Hier lebst du deinem Kind die Erwartungen vor. Du gibt ihm einen Handlungsspielraum. Dein Kind hat klare Grenzen, wird aber bei allem sehr von dir unterstützt und viel gelobt. Die Regeln, die du aufstellst, vermittelst du deinem Kind in einer klaren Kommunikation. Du beziehst es nach Möglichkeit in den Entscheidungsprozess mit ein, aber triffst letztendlich die Entscheidungen. Du überträgst dem Kind schon viel Verantwortung. Du erwartest viel, aber du selbst lebst deine Wertvorstellungen auch vor. Dein Kind hat eine Orientierung und das bist du.

Demokratischer Erziehungsstil

Du erklärst deinem Kind alles. Natürlich auch die Regeln, die du vorgegeben hast. Dein Kind darf sie auch hinterfragen und wenn es gute Argumente geliefert hat, werden Regeln auch geändert. Kommunikation ist alles bei dir. Dein Kind hat eine klare Vorstellung, was du erwartest und hält es sich nicht an die besprochenen Regeln, weiß auch, was es als Konsequenz erwartet. Keine harte Züchtigung, aber schon eine kleine Sanktion. Du überträgst deinem Nachwuchs schon viel Eigenverantwortung und unterstützt ihn mit Wärme und Liebe.

Laissez Faire Erziehungsstil

Du hegst keinerlei Erwartungen an dein Kind. Du gibst auch kaum Regeln vor: Wenn dein Kind die wenigen nicht einhält, braucht es allerdings auch keine Konsequenzen fürchten, denn im Prinzip lässt du deinen Nachwuchs einfach gewähren. Ob es jetzt kreativ ist oder nicht, sich nett zu seiner Umwelt verhält oder garstig ist - du hältst dich im Hintergrund und bleibst passiv.

Egalitärer Erziehungsstil

Du und dein Kind bestimmen alles gemeinsam. Will dein Kind nicht zur Schule, wird das ausdiskutiert. Willst du, dass es sein Zimmer aufräumt, wird das ausdiskutiert. Du gibst hier keine Regeln vor, sondern machst Vorschläge, die dann gemeinsam beschlossen werden. Du hast viel Geduld, denn es braucht schon mal viel Zeit, bis die Dinge geklärt werden.
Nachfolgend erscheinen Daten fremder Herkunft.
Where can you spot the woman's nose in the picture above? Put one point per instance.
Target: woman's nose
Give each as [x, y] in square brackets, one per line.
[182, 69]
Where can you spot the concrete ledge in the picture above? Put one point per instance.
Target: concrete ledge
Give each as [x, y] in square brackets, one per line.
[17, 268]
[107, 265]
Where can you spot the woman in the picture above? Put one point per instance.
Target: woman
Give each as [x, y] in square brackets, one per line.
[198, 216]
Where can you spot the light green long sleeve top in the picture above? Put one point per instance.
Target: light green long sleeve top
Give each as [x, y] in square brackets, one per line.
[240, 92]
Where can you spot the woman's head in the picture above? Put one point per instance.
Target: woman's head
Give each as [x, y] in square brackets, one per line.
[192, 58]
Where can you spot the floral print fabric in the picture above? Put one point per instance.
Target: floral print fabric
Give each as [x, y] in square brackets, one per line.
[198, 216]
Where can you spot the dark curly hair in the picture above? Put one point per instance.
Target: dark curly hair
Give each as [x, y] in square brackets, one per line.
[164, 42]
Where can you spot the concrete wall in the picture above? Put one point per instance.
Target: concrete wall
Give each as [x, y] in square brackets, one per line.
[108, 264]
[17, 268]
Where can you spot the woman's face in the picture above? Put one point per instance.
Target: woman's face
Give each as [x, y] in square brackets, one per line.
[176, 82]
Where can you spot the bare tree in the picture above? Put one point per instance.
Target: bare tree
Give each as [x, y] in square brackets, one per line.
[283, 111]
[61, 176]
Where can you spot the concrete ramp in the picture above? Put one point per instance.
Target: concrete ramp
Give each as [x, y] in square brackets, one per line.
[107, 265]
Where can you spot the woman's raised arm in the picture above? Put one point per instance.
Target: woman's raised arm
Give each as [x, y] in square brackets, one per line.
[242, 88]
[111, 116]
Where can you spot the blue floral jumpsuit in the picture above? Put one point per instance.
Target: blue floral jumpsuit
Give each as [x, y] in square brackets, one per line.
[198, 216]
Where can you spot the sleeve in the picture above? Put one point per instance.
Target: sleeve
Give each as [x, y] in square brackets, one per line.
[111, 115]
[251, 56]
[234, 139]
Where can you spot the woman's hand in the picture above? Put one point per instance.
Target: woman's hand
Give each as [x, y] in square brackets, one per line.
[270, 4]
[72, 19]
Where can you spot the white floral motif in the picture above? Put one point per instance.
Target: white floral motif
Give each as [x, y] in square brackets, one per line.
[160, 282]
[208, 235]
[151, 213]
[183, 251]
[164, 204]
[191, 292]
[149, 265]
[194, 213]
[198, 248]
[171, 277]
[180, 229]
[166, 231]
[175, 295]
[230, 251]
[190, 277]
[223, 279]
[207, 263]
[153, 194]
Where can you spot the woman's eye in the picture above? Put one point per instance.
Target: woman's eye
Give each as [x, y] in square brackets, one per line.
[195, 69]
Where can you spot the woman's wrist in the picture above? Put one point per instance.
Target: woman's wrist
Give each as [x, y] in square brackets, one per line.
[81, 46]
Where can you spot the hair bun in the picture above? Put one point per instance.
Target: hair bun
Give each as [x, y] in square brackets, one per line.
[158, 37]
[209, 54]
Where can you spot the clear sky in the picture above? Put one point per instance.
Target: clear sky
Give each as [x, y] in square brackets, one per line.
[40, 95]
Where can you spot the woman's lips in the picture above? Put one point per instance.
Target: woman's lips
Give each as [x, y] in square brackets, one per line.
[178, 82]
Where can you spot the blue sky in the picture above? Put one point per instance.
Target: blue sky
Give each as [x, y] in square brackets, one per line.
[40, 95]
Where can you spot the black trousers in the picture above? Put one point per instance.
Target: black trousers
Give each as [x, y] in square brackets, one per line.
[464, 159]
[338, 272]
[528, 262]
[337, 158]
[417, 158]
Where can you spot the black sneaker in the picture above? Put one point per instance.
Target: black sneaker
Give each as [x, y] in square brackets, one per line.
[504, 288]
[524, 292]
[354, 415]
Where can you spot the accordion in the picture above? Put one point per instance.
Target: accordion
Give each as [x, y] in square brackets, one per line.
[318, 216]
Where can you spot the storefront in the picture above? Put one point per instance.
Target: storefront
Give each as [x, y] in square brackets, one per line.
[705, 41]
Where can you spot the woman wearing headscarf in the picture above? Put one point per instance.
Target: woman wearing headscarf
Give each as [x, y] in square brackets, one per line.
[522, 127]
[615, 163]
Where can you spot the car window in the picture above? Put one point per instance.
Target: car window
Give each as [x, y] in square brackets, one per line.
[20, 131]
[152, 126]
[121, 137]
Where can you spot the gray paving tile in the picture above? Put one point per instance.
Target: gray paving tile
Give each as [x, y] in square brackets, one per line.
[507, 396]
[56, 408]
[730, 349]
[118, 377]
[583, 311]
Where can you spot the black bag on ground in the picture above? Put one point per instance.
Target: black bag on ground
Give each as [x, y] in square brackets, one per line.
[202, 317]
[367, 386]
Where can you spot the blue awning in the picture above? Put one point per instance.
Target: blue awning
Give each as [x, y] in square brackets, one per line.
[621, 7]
Permissiver Erziehungsstil

Dein Kind darf machen, was es will. Du verwöhnst es, wo du nur kannst. Das bedeutet auch, dass du schlechtes Verhalten tolerierst und in keiner Weise bestrafst. Dein Kind kennt auch kein Regelwerk und wenn, darf es sich darüber hinwegsetzen. Du stellst auch keine richtigen Forderungen an das Kind. Wenn es etwas nicht will, muss es das auch nicht machen. Du erwartest jedoch viel Eigeninitiative. Braucht das Kind Hilfe, muss es diesen Wunsch schon selbst formulieren. Dann hilfst du auch.
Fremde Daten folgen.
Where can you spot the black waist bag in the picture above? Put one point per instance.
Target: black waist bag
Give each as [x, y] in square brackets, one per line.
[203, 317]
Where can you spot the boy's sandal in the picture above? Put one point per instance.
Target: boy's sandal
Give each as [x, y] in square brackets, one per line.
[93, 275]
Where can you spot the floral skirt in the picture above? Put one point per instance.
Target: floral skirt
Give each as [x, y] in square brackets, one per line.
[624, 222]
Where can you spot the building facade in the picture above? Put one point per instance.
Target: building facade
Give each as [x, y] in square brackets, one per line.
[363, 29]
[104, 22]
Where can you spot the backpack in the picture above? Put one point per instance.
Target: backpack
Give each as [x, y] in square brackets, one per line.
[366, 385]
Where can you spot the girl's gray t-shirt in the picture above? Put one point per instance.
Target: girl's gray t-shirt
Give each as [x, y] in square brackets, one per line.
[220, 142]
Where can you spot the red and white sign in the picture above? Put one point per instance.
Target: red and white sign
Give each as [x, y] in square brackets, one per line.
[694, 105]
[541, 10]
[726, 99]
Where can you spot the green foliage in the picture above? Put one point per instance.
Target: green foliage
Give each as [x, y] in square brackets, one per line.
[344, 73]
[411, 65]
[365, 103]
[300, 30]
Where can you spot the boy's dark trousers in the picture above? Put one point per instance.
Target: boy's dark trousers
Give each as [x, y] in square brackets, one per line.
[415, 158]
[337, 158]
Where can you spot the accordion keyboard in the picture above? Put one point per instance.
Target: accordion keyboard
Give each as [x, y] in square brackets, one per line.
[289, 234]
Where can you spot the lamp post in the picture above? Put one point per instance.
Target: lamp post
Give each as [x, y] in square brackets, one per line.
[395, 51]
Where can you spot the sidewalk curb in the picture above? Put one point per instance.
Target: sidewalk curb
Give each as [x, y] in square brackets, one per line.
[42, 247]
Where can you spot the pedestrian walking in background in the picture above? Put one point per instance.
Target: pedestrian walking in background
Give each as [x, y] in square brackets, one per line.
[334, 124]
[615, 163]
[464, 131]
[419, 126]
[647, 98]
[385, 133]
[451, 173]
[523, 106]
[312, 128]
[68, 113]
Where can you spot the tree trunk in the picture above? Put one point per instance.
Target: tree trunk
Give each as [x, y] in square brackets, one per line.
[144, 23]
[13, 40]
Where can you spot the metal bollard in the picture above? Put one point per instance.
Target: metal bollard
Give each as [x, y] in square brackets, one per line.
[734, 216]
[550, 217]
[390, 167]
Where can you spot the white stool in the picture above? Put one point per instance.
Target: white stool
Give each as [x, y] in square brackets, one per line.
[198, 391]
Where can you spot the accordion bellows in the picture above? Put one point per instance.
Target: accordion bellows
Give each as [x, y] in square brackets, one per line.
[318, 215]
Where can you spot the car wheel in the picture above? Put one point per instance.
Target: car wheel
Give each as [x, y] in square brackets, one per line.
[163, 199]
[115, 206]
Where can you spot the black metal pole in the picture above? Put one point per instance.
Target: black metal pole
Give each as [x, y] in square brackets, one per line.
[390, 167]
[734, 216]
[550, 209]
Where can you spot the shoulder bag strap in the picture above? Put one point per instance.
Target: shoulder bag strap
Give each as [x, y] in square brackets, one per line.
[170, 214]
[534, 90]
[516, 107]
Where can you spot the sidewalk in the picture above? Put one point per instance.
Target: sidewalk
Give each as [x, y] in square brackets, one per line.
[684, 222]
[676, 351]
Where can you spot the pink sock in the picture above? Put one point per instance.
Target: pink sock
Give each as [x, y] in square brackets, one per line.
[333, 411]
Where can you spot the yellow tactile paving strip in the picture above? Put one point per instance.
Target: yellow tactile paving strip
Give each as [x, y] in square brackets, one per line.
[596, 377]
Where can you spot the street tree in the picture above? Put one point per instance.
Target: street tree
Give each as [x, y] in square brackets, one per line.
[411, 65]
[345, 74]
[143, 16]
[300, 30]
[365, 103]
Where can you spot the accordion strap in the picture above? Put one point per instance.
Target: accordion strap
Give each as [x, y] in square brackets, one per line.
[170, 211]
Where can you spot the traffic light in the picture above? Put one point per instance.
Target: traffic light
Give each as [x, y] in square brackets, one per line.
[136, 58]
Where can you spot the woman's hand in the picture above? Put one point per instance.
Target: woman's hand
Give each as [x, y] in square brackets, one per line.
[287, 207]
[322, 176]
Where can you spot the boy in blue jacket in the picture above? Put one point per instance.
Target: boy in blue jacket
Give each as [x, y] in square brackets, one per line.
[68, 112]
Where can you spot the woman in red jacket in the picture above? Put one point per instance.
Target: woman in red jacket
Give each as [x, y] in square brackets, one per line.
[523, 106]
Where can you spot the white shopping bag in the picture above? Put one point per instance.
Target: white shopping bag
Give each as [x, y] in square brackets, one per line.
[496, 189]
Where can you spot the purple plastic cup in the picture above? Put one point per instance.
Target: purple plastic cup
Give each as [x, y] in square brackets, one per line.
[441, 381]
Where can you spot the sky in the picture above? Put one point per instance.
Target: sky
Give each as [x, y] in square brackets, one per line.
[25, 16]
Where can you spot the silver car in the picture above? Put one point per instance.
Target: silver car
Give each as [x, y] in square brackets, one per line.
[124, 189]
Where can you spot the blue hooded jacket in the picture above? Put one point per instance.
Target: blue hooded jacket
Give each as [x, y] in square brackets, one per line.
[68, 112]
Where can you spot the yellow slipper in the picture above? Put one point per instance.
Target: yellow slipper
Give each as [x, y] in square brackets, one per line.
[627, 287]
Und? Erkennst du dich in diesen verschiedenen Stilen wieder? Wahrscheinlich ist es eine Mischung aus den verschiedenen Stilen. Im Prinzip geht es beim Erziehungsstil darum, wie du dein Kind siehst - eher als eigenständige Persönlichkeit oder als formbare Masse. Gibst du alle Regeln vor oder gibst du ihm ein Mitspracherecht? Oder erklärst du zumindest die Vorgaben? Es hängt auch stark davon ab, wie alt das Kind ist und wahrscheinlich kommt es auf die Situation an. Das Wichtigste ist wohl, dass dein Kind sich geliebt, aufgehoben und ermutigt fühlt. Es liegt in deiner Hand, wie du dieses Ziel erreichst.